[<prev] [next>] [<thread-prev] [thread-next>] [day] [month] [year] [list]
Message-ID: <5297257B.7090200@gmail.com>
Date: Thu, 28 Nov 2013 12:14:03 +0100
From: Juri Lelli <juri.lelli@...il.com>
To: Ingo Molnar <mingo@...nel.org>,
Peter Zijlstra <peterz@...radead.org>
CC: tglx@...utronix.de, mingo@...hat.com, rostedt@...dmis.org,
oleg@...hat.com, fweisbec@...il.com, darren@...art.com,
johan.eker@...csson.com, p.faure@...tech.ch,
linux-kernel@...r.kernel.org, claudio@...dence.eu.com,
michael@...rulasolutions.com, fchecconi@...il.com,
tommaso.cucinotta@...up.it, nicola.manica@...i.unitn.it,
luca.abeni@...tn.it, dhaval.giani@...il.com, hgu1972@...il.com,
paulmck@...ux.vnet.ibm.com, raistlin@...ux.it,
insop.song@...il.com, liming.wang@...driver.com, jkacur@...hat.com,
harald.gustafsson@...csson.com, vincent.guittot@...aro.org,
bruce.ashfield@...driver.com,
Andrew Morton <akpm@...ux-foundation.org>,
Linus Torvalds <torvalds@...ux-foundation.org>
Subject: Re: [PATCH 02/14] sched: add extended scheduling interface. (new
ABI)
On 11/27/2013 03:17 PM, Ingo Molnar wrote:
>
> * Peter Zijlstra <peterz@...radead.org> wrote:
>
>> On Wed, Nov 27, 2013 at 03:01:43PM +0100, Ingo Molnar wrote:
>>>> So the problem I see with this one is that because you're allowed to
>>>> call sched_setparam() or whatever it will be called next on another
>>>> task; a task can very easily fail its sched_getparam() call.
>>>>
>>>> Suppose the application is 'old' and only supports a subset of the
>>>> fields; but its wants to get, modify and set its params.
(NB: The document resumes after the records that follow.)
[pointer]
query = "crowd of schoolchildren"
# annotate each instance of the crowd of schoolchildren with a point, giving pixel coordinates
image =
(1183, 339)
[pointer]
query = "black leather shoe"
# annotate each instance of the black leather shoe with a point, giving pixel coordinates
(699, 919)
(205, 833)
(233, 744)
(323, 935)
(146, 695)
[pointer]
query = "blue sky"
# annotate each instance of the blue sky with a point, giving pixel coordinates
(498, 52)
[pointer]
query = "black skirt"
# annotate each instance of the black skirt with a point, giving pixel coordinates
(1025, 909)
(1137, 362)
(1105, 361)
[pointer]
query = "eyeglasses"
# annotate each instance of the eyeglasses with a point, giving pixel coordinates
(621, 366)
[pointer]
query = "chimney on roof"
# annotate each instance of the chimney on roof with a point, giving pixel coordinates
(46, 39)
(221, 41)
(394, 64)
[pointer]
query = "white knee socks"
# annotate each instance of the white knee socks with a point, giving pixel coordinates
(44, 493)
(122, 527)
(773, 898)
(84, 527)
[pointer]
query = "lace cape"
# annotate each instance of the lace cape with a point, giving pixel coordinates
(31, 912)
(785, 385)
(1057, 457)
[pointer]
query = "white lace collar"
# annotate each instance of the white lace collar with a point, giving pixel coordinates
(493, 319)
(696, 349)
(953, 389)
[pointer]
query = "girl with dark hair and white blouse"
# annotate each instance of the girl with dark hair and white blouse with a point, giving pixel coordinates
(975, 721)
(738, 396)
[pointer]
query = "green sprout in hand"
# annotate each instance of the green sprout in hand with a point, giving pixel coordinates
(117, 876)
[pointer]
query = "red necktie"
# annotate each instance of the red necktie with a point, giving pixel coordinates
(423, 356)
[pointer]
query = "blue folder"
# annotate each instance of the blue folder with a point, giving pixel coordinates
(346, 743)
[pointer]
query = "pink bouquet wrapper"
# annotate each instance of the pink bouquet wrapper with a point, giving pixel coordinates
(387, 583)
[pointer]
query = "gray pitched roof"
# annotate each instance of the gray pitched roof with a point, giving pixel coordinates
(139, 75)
This will
>>>> work as long nothing will set anything it doesn't know about.
>>>>
>>>> As soon as some external entity -- say a sysad using schedtool --
>>>> sets a param field it doesn't support the get, modify, set routing
>>>> completely fails.
>>>
>>> There are two approaches to this that I can see:
>>>
>>> 1)
>>>
>>> allow partial information to be returned to user-space, for existing
>>> input parameters. The new fields won't be displayed, but the tool
>>> doesn't know about them anyway so it's OK. The tool can still display
>>> all the other existing parameters.
>>
>> But suppose a task simply wants to lower/raise its static (FIFO)
>> priority and does:
>>
>> sched_getparam(¶ms);
>> params.prio += 1;
>> sched_setparam(¶ms);
>>
>> If anything outside of the known param fields was set, we just silently
>> lost it, for the setparam() call will fill out 0s for the unprovided
>> fields.
>>
>>> 2)
>>>
>>> Return -ENOSYS if the 'extra' fields are nonzero. In this case the
>>> usual case of old tooling + new kernel will still work just fine,
>>> because old tooling won't set the new fields to any non-default
>>> (nonzero) values. In the 'mixed' case old tooling will not be able to
>>> change/display those fields.
>>>
>>> I tend to lean towards #1. What do you think?
>>
>> As per the above that can result in silent unexpected behavioural
>> changes.
>>
>> I'd much rather be explicit and break hard; so 2).
>>
>> So mixing new tools (schedtool, chrt etc) and old apps will give pain,
>> but at least not silent surprises.
>
> You are right, I concur.
>
Ok, I came up with what follows. I slightly tested it, but this is intended
to be my first try to understand what you asking for :).
Question:
I do (copying from perf_copy_attr())
if (!size) /* abi compat */
size = SCHED_ATTR_SIZE_VER0;
Shouldn't I return some type of error in this case? We know that there is
nothing before VER0 to which we have to be bwd compatible to. And with
this my "old" schedtool still works since he doesn't know about size...
Comments?
Thanks,
- Juri
Author: Juri Lelli <juri.lelli@...il.com>
Date: Thu Nov 28 11:07:47 2013 +0100
fixup: ABI changed, builds and runs
diff --git a/arch/arm/include/uapi/asm/unistd.h b/arch/arm/include/uapi/asm/unistd.h
index 6a4985e..3e5fafa 100644
--- a/arch/arm/include/uapi/asm/unistd.h
+++ b/arch/arm/include/uapi/asm/unistd.h
@@ -407,8 +407,8 @@
#define __NR_kcmp (__NR_SYSCALL_BASE+378)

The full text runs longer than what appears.